Rendez-moi mon sourire !

Un matin, je sors guilleret de chez moi et je croise ma jolie nouvelle voisine. Vous auriez fait comme moi : je lui souris. Malheureusement, elle me rend mon sourire ! Mon sang ne fait qu’un tour ! Je me replace devant elle et lui refais un sourire. Elle me le rend encore, quoi qu’un peu plus crispé, mais bon, je le reconnais, c’est le même. Un peu plus crispé.
Ma bonne humeur s’envole d’un seul coup. Je la trouve saumâtre. Je m’approche d’elle et lui demande, sans aménité, pourquoi elle me rend mon sourire.
Elle reste bouche bée, ça ne m’étonne pas.
Puis se décide à répondre : Mais … vous m’avez souri le premier, non ?
– certes, et sans mauvaise intention.
– Alors moi, je vous ai souri.
– Vous m’avez rendu mon sourire. On peut dire ça, non ?
Gênée, elle fronce ses sourcils effilés.
– Si on veut, on peut dire ça.
– Pourquoi me l’avez-vous rendu ? Il ne vous plaisait pas ?
– Mais… c’est une expression !
Bien sûr que le sourire est une expression, elle me prend pour un béotien ou quoi ? C’est même une des expressions les plus aimables qu’un visage peut prendre lorsqu’il veut faire preuve d’empathie.
– Je sais, mademoiselle, que c’est une expression. Mais ce sourire, je vous l’ai adressé de façon candide, c’était un cadeau, certes modeste, mais sincère.
Elle refronce ses sourcils et le rose lui monte au front. Néanmoins, je poursuis : Me rendre ce sourire constitue non seulement une incivilité notoire mais en plus, c’est blessant.
– Vous plaisantez, là ?
– Ah non, je sens même la moutarde me monter au nez !
– Vous êtes vraiment dingue ! Laissez-moi passer.
– Pas avant que vous ne vous soyez excusée…
– Vous voulez des excuses ? En voilà une !
Et vlan, elle ma envoyé une baffe, mais une baffe ! Une vraie torgnole. Comme je suis un honnête homme, que mes parents m’ont bien élevé, je ne la lui ai pas rendue.
Un partout.
Hier, nous nous sommes croisés devant les boîtes. Je lui ai donné le bonjour.  Elle ne me l’a pas rendu. Je suis heureux de voir que la situation s’améliore, qu’elle n’est pas rancunière. Je souris intérieurement et décide que demain, je passe à l’attaque, je lui donne un baiser.

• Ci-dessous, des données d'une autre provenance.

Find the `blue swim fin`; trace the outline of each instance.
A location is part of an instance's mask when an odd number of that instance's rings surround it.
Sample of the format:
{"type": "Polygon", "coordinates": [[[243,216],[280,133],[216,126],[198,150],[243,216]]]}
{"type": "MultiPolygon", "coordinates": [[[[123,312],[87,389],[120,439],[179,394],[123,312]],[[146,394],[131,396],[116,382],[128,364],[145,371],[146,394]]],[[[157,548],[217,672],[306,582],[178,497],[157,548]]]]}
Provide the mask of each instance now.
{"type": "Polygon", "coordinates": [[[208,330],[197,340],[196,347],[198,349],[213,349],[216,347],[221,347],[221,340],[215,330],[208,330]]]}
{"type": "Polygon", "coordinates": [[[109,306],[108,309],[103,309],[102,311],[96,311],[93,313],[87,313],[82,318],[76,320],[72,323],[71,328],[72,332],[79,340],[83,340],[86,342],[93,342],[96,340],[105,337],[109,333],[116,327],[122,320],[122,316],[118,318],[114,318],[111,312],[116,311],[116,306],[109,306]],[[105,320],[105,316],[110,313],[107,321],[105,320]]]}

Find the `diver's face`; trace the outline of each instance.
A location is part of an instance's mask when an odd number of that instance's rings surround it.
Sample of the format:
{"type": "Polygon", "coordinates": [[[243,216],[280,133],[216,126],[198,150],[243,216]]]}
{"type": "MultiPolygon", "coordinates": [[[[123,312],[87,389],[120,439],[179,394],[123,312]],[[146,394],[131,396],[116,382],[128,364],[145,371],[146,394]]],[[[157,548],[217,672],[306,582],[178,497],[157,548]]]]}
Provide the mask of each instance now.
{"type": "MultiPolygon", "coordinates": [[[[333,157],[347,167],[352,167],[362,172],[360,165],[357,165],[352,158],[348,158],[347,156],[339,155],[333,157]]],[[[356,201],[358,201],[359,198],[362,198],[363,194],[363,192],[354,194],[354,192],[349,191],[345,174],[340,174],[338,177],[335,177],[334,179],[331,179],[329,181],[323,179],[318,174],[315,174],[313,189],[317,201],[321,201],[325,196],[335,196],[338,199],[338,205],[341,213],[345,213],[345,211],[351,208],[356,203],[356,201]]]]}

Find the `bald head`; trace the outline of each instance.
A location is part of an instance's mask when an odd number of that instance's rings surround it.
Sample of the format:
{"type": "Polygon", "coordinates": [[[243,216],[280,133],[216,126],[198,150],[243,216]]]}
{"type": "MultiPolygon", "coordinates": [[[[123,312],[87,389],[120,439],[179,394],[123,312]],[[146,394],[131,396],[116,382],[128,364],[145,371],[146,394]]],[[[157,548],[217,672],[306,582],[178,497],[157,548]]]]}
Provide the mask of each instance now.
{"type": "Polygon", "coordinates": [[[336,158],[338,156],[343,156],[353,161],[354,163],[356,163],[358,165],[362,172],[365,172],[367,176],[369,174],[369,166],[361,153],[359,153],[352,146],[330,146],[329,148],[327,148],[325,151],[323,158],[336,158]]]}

Texte et dessin © dominique cozette

La dette, quelle dette ?

Hier, je suis sorti avec ma dernière conquête dans un somptueux restaurant d’un quartier chic de vieux réacs, pour dire comme c’était calme, dont on m’avait affirmé qu’on y dînait gratuitement. C’est pas que je sois radin mais j’aime pas dépenser pour un résultat aléatoire. Un valet gare mon véhicule tandis qu’une sorte de laquais nous installe à une table aux dimensions confortables. Il nous donne la carte : pas de prix sur celle de ma (future ?) prise, et une petite phrase en tête de la mienne : « Ce repas vous est offert votre grand-père ». Ce n’est pas précisé lequel mais j’ai ma petite idée.
Donc, sans vouloir forcément pousser le bouchon, nous choisissons le menu gastronomique en même temps qu’astronomique, arrosé des vins  fins du siècle dernier, sélectionnés par le sommelier.
Nous passons là trois heures merveilleuses.
Au moment de me lever, je suis arrêté dans mon élan par le chef de salle, avec classe certes. Il me dépose un coffret en cuir qui contient … la note. Là, je fronce les sourcils
– mais, je ne comprends pas, je croyais que ma note était réglée par mon grand-père !
– Tout à fait Monsieur (il s’incline. Je me dis ouf). Mais ceci est la note que vous devez régler pour votre petit-fils.

Cette anecdote pour parler de la dette. La fameuse dette ! On nous dit qu’elle sera payée par nos petits-enfants.  Mais comment vont-ils faire, nos pauvres  petits-enfants  ? Hé bien, ils la refileront  à leurs petits-enfants… Ainsi va le monde.